I will buy one when they release it. Looks nice and if a Arduino bootloader is coming then that’s amazing! one will find its way into my pocket.
I see no evidence of an LCD on that board. Where is it?
@compukidmike – It is only $21.90 as an intro price. The regular price is $5 more at $26.90.
@Aaron & @GeneralSpecific – The LCD isn’t actually shown in the picture. Go to the Firebird32 link and its shown on the pictures there. It is an optional plug in 8×2 LCD display module.
Hmm, $22 for a 16k/128k chip, with native USB OTG support?
I think I might need to port ADK/ADB to this, so you can hook it up to your Android phone …
If you ever design something to be arduino shield compatible, just make one of the header two rows next to each other and connect them to the same pins. Then you can fit a shield and a protoboard.
Re: ARM & pin spacing
This is the board I plan to get:
http://www.olimex.com/dev/olimexino-stm32.html
Maple clone by Olimex with some nice extra features.
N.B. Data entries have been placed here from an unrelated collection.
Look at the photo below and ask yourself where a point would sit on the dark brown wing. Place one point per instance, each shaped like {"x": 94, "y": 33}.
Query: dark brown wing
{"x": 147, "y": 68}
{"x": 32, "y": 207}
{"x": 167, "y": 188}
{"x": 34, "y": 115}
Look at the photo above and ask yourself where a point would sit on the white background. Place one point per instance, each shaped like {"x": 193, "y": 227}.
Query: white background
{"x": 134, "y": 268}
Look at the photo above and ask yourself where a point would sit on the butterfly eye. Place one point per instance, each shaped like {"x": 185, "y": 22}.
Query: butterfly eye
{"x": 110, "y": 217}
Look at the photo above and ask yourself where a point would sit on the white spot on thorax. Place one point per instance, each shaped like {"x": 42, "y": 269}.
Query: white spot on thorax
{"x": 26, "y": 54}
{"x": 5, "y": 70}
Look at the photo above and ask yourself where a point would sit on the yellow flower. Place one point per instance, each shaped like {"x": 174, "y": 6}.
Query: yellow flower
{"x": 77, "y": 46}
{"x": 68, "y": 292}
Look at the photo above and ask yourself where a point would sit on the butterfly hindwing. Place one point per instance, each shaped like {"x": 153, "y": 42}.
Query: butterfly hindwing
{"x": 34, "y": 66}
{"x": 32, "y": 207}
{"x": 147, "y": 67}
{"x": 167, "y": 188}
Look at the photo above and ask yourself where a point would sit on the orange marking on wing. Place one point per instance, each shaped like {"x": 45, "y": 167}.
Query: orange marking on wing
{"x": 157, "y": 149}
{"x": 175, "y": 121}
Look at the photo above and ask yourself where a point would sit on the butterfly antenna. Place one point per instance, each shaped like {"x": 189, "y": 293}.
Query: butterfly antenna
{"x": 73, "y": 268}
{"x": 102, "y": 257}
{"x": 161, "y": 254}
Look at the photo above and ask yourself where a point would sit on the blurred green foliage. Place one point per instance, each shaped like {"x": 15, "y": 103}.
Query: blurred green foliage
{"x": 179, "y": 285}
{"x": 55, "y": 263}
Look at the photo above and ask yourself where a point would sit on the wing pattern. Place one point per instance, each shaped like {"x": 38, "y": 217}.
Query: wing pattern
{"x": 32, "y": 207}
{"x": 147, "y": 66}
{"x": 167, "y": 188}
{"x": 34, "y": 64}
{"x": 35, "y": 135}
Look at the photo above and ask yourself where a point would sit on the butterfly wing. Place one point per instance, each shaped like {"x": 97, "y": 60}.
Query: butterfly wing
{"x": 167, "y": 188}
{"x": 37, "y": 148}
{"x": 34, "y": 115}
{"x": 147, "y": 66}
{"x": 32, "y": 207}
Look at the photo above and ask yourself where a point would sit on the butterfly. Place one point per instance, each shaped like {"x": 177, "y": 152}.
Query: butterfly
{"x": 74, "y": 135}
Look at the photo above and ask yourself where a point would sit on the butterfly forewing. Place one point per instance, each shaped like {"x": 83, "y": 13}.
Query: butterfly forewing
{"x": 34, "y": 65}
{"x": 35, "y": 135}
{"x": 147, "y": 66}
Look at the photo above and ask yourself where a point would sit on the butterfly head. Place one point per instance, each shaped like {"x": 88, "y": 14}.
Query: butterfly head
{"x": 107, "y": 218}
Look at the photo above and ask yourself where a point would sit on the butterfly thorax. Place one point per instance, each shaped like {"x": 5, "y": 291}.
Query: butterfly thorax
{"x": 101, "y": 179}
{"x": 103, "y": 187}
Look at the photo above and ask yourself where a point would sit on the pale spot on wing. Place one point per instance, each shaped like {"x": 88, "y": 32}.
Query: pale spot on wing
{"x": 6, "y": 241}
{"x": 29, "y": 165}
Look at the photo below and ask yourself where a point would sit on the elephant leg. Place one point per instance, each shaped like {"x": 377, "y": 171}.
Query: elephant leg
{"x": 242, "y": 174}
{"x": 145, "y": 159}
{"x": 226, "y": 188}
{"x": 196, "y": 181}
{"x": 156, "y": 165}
Arduino shield compatible with optional 0.1″ standard connectors available.
Just a comment of the ‘non standard’ Arduino pin spacing.
There was some fore-thought about it, you can’t plug it in BACKWARDS because of the spacing.
Standard pin spacing would allow it to plug in either way.
It seemed obvious to me.
that would be easily done by making the connectors asymmetrical not by using a nonstandard dimension between them.
Digitalundernet: Various eBay vendors sell an STM32F103RBT6 board, complete with a mating 2.8″ touch-screen TFT, for $35-40, sometimes as low as $20. I have… several. :) There’s also a slightly pricier version with a little bit higher-spec chip (the -VCT6, with more flash and RAM) and a smaller LCD screen.
Also, if you can still find one (you’ll have to hunt a bit), the Raisonance STM32 Primer 2 is a truly awesome little everything-in-one dev platform.
I am not a fan of freescale and how they handle the hobbyist community. The information for developing is like pulling teeth and they seem to not want to respond unless you are buying 100K QTy chips.
As for development boards, once you are competent in what you are doing, forget about them. You are better buying chips, attaching a clock crystal and building your own boards.
$1 for a perfboard
$2 for a decent micro
$1 for a clock crystal.
So, all told, if you throw in the LCD and the USBDM* you’re talking about 40 bucks. So, I ask the experienced embedded folks here, is it worth it? I’ve heard Coldfire is not a bad thing to know.
Is that just a low/high voltage ICP programmer or something more sophisticated?
Is this really Wytec that makes this? Some of the pages indicate EVBPlus, but they don’t note it on the main EVBPlus site at all.
Wytec is obsessed with Freescale. That’s not a bad thing. I have a few Wytec boards, but I sometimes wonder why they are so dedicated to the brand when they could focus on other architectures as well. If you look on one of the Firebrd pages, you can see that they clearly have the goal of keeping Freescale in educational environments. I think that Freescale is losing a lot of traction, and this product appears to be Wytec’s way of trying to keep its products in schools since people are moving on beyond the 68HC11 and HCS12.